She shrugs. “A third of our team is gone. Our worst fighters. I say we take the fight to whoever took them.”

“But you don’t know what’s calling to us. You don’t know that it’s what took them.”

The two of them square off for several seconds; even though Steve is at least a head taller, he’s the one who relents. “We check on the van first, then we let the voices lure us into the woods.”

“Acceptable,” she says.

As she’d guessed, Sharon and Tony aren’t at van, and she has the audacity to flash him a grin as she jogs into the woods before the voices even renew their calls.

* * *

“You’re sure it was here?” Bucky presses. “This doesn’t look like the same path at all.”

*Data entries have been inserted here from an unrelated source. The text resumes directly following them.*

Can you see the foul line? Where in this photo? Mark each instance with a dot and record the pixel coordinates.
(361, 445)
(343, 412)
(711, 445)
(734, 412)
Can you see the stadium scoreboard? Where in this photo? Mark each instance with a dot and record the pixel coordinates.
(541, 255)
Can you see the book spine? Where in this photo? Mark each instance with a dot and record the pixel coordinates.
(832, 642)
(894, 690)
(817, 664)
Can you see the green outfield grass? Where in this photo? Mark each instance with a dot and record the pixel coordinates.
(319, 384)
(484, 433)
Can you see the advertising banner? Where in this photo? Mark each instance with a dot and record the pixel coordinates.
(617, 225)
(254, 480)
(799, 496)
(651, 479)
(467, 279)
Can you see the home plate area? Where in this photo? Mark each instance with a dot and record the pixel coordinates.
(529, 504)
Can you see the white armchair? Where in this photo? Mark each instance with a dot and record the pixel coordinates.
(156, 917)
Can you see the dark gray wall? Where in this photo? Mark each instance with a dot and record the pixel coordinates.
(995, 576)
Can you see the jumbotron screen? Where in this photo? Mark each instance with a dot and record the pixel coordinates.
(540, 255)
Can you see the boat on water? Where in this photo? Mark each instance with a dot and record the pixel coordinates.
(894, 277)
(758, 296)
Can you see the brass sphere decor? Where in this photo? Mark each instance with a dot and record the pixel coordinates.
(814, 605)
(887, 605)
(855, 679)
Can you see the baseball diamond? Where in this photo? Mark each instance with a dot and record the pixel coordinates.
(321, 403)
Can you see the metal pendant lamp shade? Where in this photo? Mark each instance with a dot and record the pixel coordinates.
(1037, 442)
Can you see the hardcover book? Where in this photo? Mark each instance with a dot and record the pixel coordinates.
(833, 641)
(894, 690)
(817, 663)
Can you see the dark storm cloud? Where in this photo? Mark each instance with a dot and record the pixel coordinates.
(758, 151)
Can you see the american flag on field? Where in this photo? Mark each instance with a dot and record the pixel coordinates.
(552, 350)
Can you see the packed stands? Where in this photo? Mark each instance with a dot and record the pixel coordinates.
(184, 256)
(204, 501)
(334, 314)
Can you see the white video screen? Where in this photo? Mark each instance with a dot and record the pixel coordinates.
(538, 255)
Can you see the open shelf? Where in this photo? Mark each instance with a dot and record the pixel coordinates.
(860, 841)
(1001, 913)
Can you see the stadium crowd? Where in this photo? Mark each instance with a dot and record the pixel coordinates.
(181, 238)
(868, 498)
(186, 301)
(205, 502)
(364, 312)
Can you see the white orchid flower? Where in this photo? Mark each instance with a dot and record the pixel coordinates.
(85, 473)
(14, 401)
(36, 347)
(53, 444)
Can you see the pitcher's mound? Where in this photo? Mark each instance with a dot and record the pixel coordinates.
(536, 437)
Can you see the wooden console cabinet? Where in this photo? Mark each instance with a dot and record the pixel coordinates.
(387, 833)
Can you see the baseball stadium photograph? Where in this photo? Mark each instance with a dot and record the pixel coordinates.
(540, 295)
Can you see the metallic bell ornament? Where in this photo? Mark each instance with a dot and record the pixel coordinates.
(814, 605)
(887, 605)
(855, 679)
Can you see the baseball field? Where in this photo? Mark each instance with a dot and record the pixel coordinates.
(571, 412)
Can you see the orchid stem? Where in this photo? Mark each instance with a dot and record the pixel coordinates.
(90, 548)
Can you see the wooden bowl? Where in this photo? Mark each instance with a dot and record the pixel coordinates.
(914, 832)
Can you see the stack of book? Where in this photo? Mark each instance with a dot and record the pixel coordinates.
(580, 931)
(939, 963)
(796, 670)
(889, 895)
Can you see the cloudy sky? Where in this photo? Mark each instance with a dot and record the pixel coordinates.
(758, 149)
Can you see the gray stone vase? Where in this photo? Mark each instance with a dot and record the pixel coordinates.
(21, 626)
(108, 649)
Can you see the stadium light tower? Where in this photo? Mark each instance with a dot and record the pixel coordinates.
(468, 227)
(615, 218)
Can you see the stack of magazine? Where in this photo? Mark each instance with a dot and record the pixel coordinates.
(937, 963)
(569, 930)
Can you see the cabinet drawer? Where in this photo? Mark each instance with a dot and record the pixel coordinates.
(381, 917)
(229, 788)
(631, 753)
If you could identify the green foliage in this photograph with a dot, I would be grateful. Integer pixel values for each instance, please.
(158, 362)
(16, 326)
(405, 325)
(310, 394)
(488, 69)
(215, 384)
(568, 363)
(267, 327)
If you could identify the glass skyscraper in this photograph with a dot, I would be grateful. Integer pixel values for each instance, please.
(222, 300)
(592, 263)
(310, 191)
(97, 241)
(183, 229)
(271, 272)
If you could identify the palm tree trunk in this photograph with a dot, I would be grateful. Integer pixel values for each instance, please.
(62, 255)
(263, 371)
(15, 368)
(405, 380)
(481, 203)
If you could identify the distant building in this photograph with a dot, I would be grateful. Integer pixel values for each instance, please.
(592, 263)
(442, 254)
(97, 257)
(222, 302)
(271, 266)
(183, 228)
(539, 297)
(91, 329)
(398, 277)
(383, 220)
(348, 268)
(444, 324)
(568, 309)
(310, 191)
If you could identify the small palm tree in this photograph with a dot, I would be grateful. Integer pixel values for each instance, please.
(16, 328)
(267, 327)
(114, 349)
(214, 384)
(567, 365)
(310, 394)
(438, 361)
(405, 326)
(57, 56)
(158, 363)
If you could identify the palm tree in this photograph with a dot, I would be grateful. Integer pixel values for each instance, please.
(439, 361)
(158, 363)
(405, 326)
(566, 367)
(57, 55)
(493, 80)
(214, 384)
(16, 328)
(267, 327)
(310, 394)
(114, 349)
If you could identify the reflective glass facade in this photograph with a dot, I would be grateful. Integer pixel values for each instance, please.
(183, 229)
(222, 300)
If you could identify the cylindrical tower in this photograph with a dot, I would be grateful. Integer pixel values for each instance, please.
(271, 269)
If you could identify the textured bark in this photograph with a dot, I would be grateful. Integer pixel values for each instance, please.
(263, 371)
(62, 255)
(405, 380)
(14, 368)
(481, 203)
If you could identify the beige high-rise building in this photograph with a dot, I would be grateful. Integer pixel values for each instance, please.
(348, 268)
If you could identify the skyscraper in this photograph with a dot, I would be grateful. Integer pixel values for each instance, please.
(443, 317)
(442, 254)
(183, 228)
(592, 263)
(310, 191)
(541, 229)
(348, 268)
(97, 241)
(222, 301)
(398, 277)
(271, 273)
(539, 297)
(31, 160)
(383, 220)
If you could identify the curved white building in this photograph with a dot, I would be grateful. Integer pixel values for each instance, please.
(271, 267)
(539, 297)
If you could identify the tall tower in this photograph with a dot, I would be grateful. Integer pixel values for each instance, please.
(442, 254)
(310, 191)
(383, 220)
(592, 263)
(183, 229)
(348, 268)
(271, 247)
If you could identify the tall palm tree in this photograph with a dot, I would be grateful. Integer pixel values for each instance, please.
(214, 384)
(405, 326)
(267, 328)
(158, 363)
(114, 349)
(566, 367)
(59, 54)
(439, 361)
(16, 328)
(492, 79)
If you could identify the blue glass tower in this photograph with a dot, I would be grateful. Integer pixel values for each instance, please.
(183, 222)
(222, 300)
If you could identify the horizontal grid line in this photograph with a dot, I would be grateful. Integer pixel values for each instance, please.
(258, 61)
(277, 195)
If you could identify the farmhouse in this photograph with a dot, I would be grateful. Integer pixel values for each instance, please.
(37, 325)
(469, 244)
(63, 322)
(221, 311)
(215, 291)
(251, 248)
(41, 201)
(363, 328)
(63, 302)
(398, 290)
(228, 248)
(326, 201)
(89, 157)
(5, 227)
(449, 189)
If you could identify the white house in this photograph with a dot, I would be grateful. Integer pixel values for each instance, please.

“We’re right where the pin is.” Sam tilts the screen to show it to him. “So all we have to do is keep going in…” He turns the phone, watching the screen as he does so. “That direction.”

Bucky sighs and lets Sam take the lead. “Think the others are having any luck?”

“Only luck we’ve got these days is bad.” They walk for another hour or so before Sam lowers his phone and frowns at a rocky outcropping. Around it, the earth gently rises on a hill, but the rocks themselves are bare and seem darker than their surroundings. There’s no grass growing in front of them, and the ground is too hard and cold to reveal any prints. “How far away would you say the mountains are?”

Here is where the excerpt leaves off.